Invocazione a Gesù Crocifisso per i moribondi – San Camillo de Lellis
O Gesù Crocifisso, Redentore del mondo,
che per amore nostro hai voluto soffrire
le pene più atroci e la morte di croce,
abbi pietà di me e di tutti i moribondi.
Non permettere che la mia anima si perda,
né che il nemico infernale trionfi su di me.
Nel momento dell’agonia, sostienimi con la tua grazia,
purifica il mio cuore con il tuo Sangue prezioso
e accoglimi nel tuo Regno di eterna pace.
Amen.
La figura di San Camillo de Lellis, fondatore dei Ministri degli Infermi, rappresenta uno dei pilastri della cura spirituale e materiale verso i malati nel periodo della Controriforma.

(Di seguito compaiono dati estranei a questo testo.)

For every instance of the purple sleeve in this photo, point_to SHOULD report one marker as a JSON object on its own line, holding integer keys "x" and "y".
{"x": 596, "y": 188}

Questa invocazione riflette il carisma camilliano, che poneva il servizio al sofferente come un servizio reso direttamente a Cristo. Per Camillo, il letto del malato era un altare, e la sua missione era quella di accompagnare l’anima nel passaggio cruciale dalla vita terrena a quella ultraterrena con la massima dignità e fervore di preghiera.
Teologicamente, la preghiera si inserisce nella profonda devozione cristocentrica del XVI secolo, focalizzata sulle piaghe e sul sangue di Gesù come strumenti di salvezza. L’invocazione ai moribondi non è solo un atto di pietà, ma un esercizio di ‘buona morte’, un tema cardine della spiritualità di Camillo, il quale, avendo vissuto un’esistenza segnata dal dolore fisico e dalla conversione radicale, vedeva nel Crocifisso l’unico rifugio capace di sconfiggere la disperazione nel momento finale dell’agonia.
Una curiosità storica risiede nel fatto che, sebbene le formule specifiche potessero variare oralmente tra i religiosi camilliani, il nucleo di questa preghiera è sempre stato associato alla ‘buona morte’, un ideale che San Camillo perseguiva con tale dedizione da essere proclamato, insieme a San Giovanni di Dio, Patrono dei malati, degli infermieri e degli ospedali. La preghiera non è vista come un’elocuzione magica, ma come un’ancora di salvezza rivolta a Colui che, soffrendo per primo sulla Croce, è divenuto l’esperto del dolore umano.